/psd-enginedata

General purpose parser for the markup format used in PSD files

Primary LanguageRubyMIT LicenseMIT

PSD EngineData

Adobe thought it would be cool to create their own markup language for text data embedded within a Photoshop document. I've taken the liberty of calling it EngineData since that is the name used in the descriptor embedded within PSD files. This is a general purpose parser for that data.

Installation

Add this line to your application's Gemfile:

gem 'psd-enginedata'

And then execute:

$ bundle

Or install it yourself as:

$ gem install psd-enginedata

Usage

# From File
parser = PSD::EngineData.load('path/to/file')

# From string
parser = PSD::EngineData.new(text)

# Parse it
parser.parse!

# Use it
puts parser.result.Editor.Text

File Spec

The EngineData format uses certain characters to denote various data types. All newlines are denoted with a UNIX newline (\n) and it is not indentation-aware (although it seems to be stored with pretty indentation in the PSD file).

<<
  /EngineDict
  <<
    /Editor
    <<
      /Text (˛ˇMake a change and save.)
    >>
  >>
  /Font
  <<
    /Name (˛ˇHelveticaNeue-Light)
    /FillColor
    <<
      /Type 1
      /Values [ 1.0 0.0 0.0 0.0 ]
    >>
    /StyleSheetSet [
    <<
      /Name (˛ˇNormal RGB)
    >>
    ]
  >>
>>

There are 6 data types available to use:

  • Dictionary/Hash
  • Array (single or multi-line)
  • Float
  • Integer
  • String
  • Boolean

Altogether we have a non-turing complete markup language with some interesting quirks that was written in 1998 with the release of Photoshop 5.0 since it included the ability to edit text areas after they were created (before that, they were rasterized immediately).

Property Names

Property names are started with a / followed by an alphanumeric word. The property value either comes after a space or a new line.

Dictionaries/Hashes

Dictionaries are denoted by a property name (unless at the root), followed by a new line and the << instruction. The end of a dictionary is denoted by the >> instruction.

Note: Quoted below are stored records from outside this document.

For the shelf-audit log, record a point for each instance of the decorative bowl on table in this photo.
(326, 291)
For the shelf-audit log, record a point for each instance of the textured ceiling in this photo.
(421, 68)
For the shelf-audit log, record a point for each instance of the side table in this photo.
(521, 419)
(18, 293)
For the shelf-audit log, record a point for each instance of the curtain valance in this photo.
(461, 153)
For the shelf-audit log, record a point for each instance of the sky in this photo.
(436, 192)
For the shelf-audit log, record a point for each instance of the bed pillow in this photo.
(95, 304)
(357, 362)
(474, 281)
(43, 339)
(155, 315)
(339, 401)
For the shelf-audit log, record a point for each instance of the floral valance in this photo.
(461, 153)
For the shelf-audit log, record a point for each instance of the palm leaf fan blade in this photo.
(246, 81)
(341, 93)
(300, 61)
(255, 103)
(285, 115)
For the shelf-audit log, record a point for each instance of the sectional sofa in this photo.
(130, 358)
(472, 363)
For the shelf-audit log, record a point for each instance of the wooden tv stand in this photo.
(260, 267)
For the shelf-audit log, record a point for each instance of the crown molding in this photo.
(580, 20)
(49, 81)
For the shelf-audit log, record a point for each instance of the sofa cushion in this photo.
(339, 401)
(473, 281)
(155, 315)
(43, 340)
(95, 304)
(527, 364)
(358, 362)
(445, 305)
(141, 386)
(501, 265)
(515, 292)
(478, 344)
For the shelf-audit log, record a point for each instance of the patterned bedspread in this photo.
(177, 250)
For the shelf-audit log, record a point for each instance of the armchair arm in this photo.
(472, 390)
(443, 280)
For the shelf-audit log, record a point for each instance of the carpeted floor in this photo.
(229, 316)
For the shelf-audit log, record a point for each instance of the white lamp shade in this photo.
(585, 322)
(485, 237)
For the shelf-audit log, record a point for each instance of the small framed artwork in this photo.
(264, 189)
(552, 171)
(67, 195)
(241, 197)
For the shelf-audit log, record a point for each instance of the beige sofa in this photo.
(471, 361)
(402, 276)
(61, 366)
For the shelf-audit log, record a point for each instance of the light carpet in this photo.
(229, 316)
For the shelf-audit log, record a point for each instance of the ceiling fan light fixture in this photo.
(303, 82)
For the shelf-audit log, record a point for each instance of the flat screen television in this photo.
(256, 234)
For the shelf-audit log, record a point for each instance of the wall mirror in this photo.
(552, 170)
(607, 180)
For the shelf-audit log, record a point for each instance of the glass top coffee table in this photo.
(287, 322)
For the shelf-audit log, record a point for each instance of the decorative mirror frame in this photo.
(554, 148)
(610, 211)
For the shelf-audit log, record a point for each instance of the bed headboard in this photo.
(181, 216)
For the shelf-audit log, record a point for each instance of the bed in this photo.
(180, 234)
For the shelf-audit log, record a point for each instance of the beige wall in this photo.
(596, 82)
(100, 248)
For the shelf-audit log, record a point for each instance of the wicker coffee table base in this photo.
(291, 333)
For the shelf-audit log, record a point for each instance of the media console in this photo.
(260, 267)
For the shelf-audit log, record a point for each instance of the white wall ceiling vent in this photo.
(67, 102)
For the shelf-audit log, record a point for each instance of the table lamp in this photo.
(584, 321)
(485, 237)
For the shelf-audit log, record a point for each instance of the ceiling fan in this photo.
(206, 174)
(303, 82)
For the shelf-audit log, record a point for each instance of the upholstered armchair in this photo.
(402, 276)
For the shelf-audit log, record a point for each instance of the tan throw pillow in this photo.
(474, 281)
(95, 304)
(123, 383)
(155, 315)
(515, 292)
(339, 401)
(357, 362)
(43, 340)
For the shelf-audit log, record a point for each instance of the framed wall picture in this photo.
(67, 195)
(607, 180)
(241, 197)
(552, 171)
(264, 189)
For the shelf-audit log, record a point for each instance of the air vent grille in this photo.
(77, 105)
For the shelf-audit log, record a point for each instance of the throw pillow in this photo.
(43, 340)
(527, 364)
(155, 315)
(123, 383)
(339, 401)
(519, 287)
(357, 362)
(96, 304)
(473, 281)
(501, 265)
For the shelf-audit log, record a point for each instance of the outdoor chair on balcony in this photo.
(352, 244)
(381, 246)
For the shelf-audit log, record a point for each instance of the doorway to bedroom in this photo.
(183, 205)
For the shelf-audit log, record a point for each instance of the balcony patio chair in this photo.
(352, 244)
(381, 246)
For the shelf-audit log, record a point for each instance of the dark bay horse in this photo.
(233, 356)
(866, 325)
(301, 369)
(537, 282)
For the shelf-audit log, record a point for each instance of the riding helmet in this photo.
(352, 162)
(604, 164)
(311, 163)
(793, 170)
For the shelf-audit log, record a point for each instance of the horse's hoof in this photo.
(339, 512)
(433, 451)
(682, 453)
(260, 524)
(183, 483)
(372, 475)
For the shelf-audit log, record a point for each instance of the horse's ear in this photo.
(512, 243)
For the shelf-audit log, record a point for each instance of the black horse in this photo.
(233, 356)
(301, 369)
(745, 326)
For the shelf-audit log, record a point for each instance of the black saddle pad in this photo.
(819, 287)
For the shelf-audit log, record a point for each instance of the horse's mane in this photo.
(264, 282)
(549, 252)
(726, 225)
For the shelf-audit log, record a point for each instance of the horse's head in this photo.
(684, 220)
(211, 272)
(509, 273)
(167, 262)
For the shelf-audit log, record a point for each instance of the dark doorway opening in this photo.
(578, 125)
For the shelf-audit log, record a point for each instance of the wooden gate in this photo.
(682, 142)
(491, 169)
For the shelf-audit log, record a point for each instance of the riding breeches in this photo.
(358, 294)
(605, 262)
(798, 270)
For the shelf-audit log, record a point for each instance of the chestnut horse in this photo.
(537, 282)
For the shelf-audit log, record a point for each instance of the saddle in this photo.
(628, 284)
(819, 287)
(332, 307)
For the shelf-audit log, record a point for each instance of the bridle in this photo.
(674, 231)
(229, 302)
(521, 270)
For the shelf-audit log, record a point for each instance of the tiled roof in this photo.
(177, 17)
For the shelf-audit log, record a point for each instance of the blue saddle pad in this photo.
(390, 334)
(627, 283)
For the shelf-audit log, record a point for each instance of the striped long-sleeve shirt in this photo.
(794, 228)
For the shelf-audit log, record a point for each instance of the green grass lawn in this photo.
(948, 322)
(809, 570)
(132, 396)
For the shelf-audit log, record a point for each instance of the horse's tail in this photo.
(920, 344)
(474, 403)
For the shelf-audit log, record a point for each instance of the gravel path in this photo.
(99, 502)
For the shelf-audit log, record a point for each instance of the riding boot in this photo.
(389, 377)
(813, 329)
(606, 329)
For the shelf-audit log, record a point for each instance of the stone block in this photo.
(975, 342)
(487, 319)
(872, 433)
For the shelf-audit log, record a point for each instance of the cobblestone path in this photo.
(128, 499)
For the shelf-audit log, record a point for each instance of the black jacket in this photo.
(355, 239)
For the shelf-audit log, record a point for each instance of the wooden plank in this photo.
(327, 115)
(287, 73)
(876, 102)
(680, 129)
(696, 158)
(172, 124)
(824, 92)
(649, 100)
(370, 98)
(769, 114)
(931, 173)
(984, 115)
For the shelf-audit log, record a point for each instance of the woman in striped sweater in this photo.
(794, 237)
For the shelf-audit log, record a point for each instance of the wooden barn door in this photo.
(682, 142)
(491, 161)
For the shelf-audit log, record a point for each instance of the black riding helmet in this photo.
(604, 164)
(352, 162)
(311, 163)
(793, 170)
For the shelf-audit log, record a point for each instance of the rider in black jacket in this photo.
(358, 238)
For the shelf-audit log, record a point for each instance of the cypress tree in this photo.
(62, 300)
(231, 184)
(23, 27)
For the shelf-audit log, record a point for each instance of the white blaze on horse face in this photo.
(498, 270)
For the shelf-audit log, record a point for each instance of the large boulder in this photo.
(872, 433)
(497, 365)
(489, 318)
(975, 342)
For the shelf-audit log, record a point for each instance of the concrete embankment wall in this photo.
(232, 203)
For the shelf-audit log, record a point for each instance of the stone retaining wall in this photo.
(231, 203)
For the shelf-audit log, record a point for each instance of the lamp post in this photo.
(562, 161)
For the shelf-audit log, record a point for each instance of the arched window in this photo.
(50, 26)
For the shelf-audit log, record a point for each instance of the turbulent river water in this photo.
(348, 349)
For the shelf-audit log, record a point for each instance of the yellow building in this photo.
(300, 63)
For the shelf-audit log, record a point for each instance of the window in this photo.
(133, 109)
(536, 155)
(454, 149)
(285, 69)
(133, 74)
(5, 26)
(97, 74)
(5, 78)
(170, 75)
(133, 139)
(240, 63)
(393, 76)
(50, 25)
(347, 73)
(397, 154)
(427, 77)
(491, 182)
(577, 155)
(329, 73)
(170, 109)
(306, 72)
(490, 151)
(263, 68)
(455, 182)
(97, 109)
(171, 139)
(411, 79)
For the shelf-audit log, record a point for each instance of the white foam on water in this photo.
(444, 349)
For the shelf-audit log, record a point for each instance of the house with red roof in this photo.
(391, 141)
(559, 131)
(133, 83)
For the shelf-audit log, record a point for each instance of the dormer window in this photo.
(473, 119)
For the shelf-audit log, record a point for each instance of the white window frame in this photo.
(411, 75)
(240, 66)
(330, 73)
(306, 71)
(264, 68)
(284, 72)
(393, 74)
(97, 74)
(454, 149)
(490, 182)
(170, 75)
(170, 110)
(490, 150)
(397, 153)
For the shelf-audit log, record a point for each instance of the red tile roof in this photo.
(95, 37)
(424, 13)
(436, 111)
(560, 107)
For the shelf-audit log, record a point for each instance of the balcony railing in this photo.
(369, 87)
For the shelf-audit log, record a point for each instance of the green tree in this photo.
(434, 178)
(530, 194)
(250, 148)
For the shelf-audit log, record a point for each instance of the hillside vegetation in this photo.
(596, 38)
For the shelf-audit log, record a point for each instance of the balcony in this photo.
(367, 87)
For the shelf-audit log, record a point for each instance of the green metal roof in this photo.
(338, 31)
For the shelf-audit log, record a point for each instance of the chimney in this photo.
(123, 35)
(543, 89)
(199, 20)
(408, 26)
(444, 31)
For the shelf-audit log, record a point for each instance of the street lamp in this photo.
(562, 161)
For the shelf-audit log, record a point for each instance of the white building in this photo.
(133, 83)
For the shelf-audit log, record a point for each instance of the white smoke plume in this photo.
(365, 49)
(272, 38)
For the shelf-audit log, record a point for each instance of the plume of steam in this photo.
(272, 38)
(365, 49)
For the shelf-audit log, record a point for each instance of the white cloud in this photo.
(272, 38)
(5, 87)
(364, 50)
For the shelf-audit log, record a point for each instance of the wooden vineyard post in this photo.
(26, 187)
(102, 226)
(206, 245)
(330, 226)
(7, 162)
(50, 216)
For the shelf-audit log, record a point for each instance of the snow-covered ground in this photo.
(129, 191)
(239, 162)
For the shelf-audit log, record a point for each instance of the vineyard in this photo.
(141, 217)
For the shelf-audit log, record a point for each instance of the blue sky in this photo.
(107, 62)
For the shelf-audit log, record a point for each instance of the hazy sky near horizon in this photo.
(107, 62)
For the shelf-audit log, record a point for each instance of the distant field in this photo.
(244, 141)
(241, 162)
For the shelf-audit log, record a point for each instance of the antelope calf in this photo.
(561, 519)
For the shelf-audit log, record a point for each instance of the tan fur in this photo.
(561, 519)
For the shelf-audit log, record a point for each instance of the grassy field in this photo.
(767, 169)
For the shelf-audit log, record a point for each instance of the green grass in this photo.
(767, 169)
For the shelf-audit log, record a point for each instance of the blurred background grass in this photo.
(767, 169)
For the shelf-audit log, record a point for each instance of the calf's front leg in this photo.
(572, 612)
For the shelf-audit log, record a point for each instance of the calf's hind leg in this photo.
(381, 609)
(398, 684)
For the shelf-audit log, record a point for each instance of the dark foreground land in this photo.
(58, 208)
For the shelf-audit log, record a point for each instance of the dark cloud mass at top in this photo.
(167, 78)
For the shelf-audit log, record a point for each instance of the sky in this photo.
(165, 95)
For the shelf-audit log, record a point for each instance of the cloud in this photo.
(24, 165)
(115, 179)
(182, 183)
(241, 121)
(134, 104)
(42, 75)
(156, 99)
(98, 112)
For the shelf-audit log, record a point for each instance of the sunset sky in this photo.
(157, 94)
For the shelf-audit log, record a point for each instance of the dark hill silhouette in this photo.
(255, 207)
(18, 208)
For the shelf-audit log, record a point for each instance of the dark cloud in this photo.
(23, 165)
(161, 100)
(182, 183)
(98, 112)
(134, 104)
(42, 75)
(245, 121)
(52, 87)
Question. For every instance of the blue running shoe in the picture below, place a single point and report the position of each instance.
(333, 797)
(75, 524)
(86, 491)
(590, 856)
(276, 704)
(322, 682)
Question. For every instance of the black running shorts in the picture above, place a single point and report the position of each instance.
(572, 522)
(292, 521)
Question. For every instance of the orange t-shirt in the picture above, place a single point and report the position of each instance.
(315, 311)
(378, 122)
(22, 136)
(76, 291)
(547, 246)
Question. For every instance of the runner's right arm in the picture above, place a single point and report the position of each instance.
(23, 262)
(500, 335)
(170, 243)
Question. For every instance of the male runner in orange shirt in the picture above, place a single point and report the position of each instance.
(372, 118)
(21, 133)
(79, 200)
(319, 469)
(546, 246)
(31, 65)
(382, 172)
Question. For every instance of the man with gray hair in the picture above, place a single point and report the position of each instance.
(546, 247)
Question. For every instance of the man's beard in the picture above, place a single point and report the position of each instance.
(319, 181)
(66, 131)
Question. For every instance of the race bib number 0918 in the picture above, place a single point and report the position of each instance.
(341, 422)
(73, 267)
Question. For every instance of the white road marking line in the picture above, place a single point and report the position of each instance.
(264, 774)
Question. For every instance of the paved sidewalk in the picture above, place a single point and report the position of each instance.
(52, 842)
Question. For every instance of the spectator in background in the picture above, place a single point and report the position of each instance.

A dictionary can contain any type of data including more dictionaries for nesting purposes. All values within a dictionary must have a property followed by a value of some kind.

Arrays

Arrays come in two flavors: single-line or multi-line. Both are denoted by square brackets [ ].

Single-line arrays can only hold number values (doubles or integers). While it wouldn't be out of the question for it to hold string or boolean values, this does not seem to appear in any tested Photoshop documents so we're going to assume it's not a part of the specification. Values in single-line arrays are space delimited. There seems to be a space between the opening and closing square brackets and the data, but we assume it's optional.

Multi-line arrays can contain any type of data. Values in multi-line arrays are newline-denoted. The opening bracket for multi-line arrays must occur on the same line as the property to which it belongs.

Floats/Integers

Basically, numbers can be expressed with or without a decimal point. Floats are of the form 1.76, but the non-fractional digits to the left of the decimal point are optional. Integers are just numbers with no commas or decimal points.

Strings

Strings are delimited by parentheses with a cedilla-breve (thanks Rob for the terminology) at the start of the string. Since operations are UNIX newline (\n) delimited within the document, new lines in strings are denoted by carriage returns (\r).

Booleans

Booleans are simply denoted by true or false. Cool.

Contributing

  1. Fork it
  2. Create your feature branch (git checkout -b my-new-feature)
  3. Commit your changes (git commit -am 'Add some feature')
  4. Push to the branch (git push origin my-new-feature)
  5. Create new Pull Request